Ahead of Hearing, Select Subcommittee Releases New Evidence of Pandemic’s Disproportionate Harm to Working Women
Washington, D.C. (May 17, 2022) – Today, the Select Subcommittee on the Coronavirus Crisis, chaired by Rep. James E. Clyburn, released a memorandum with new evidence of disproportionate harm women working for hourly wages faced during the first year of the coronavirus pandemic. The memorandum precedes today’s scheduled 11:45 a.m. ET hearing entitled “Underpaid, Overworked, and Underappreciated: How the Pandemic Economy Disproportionately Harmed Low-Wage Women Workers.”
The memorandum is the Select Subcommittee’s first release of data from its December 2021 survey of 12 of the nation’s largest employers, each of which were reported to have significant layoffs in 2020. Available in full here, the memorandum finds that in 2020, women working for hourly wages at these companies disproportionately experienced negative employment outcomes compared to their male hourly coworkers.

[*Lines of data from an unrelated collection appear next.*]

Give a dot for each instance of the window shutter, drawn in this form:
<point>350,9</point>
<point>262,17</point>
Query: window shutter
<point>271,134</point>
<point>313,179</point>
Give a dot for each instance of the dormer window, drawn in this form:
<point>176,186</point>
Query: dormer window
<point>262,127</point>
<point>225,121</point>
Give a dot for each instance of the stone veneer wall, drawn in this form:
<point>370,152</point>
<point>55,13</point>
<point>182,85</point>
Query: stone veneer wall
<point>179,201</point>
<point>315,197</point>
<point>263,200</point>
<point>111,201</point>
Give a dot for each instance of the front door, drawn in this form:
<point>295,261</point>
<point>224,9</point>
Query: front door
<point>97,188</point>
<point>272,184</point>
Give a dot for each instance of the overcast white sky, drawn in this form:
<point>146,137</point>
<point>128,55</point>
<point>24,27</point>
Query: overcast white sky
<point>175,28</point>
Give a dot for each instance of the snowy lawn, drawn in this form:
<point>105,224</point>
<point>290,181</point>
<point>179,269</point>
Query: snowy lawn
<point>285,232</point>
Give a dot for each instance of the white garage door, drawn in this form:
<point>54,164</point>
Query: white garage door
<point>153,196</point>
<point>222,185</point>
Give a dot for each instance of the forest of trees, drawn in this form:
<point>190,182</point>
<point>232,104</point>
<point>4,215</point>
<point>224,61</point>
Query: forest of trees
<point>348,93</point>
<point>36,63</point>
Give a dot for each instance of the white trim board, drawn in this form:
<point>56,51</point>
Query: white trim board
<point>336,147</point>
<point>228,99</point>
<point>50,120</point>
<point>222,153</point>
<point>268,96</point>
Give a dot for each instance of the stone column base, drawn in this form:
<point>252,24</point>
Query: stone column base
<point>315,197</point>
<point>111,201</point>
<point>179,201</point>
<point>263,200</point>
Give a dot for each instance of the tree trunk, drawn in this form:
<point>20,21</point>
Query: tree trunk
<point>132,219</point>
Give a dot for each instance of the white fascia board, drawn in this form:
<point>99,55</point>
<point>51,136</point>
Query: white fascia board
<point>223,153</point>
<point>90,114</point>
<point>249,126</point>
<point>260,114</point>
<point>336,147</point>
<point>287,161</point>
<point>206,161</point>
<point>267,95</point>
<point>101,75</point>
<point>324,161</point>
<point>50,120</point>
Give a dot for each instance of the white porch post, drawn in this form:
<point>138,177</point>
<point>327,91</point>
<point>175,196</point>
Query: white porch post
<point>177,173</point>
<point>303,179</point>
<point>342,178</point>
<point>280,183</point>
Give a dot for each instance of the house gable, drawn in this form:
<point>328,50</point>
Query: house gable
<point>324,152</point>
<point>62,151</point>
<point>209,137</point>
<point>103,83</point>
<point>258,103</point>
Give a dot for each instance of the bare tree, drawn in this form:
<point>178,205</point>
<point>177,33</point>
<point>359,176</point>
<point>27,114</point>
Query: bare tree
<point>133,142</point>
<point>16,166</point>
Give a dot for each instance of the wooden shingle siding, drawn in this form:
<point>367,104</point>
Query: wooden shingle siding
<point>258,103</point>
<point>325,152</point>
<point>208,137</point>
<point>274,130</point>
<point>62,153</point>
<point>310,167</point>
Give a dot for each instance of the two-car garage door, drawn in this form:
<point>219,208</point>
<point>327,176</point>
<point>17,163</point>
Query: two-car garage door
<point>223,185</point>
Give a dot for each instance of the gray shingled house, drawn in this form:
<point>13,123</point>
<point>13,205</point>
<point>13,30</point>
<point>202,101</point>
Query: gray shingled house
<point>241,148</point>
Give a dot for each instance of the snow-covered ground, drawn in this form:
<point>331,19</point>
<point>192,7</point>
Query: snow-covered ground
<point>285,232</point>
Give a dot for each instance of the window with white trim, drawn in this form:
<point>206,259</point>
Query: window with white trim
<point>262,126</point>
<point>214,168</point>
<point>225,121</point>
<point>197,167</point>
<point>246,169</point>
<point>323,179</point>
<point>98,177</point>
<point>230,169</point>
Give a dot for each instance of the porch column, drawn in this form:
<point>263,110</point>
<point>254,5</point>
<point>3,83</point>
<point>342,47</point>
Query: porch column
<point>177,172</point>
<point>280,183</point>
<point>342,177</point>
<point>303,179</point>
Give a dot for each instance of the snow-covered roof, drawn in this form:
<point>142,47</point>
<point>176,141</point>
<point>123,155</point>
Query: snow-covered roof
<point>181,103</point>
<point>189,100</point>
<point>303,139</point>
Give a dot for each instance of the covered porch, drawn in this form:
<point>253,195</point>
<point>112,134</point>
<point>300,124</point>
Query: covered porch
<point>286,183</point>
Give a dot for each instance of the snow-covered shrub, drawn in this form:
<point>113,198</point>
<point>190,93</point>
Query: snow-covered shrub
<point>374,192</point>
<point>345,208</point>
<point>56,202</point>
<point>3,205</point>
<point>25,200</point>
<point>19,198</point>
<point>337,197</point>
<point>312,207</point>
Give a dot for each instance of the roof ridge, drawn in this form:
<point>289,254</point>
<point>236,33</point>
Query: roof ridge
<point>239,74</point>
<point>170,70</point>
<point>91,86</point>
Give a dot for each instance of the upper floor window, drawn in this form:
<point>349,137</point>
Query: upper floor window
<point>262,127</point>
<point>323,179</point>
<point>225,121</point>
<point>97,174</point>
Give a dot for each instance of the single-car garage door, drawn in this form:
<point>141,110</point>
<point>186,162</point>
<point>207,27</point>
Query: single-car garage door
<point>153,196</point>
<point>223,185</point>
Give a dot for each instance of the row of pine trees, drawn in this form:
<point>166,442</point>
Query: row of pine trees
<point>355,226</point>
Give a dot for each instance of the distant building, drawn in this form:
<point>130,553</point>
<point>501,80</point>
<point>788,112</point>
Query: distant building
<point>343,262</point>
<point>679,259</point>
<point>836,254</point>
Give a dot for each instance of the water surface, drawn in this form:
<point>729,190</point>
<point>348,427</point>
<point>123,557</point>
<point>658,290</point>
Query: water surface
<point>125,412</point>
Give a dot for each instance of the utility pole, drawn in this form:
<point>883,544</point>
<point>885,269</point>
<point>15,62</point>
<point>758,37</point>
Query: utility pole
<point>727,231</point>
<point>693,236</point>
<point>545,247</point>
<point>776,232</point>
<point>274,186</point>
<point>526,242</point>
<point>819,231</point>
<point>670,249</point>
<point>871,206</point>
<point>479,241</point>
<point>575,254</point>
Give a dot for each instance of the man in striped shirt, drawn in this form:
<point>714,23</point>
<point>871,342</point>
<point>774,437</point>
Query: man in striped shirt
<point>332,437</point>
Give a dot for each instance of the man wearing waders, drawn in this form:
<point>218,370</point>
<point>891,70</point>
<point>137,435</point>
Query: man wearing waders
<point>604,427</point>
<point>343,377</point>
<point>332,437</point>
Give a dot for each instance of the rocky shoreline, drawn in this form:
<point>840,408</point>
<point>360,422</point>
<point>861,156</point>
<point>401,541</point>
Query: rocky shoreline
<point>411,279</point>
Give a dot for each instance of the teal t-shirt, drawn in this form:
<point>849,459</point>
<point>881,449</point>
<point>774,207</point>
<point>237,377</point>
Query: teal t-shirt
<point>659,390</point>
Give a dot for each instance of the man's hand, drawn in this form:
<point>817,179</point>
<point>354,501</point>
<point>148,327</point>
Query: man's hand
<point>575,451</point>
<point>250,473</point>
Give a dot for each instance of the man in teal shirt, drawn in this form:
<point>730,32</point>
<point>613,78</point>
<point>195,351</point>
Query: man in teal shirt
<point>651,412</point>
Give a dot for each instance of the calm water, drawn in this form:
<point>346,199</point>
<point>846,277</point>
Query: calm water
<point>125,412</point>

Chairman Clyburn released the following statement about the memorandum:
“Today’s memorandum provides new support for what has long been understood: the effects of this pandemic have been disproportionately felt by women working jobs with low pay and few benefits. I look forward to hearing more at today’s hearing about these harms and how they can be remedied to ensure that our nation’s hardworking women are able to care for and provide for their families as they make essential contributions to building a stronger and more inclusive post-crisis economy.”
The Select Subcommittee reached this finding by analyzing data on seven key employment outcomes—furloughs, layoffs, terminations, voluntary departures, wage reductions, wage increases, and promotions—at the 12 surveyed companies for 2019, 2020, and 2021. In 2020, the year of the pandemic-induced economic downturn, women in these companies’ hourly workforces experienced disproportionately harmful employment outcomes (i.e., worse outcomes than their male counterparts) more than twice as often as men experienced such outcomes (i.e., worse outcomes than women). The surveyed companies were AT&T, Berkshire Hathaway, Boeing, Chevron, Cisco, Citigroup, Comcast, Exxon Mobil, Oracle, Salesforce, Walmart, and the Walt Disney Company.
The Select Subcommittee’s analysis of the impacts of the coronavirus pandemic on American workers, including any inequity in such impacts, remains ongoing, and additional findings from the December 2021 survey are anticipated later this year.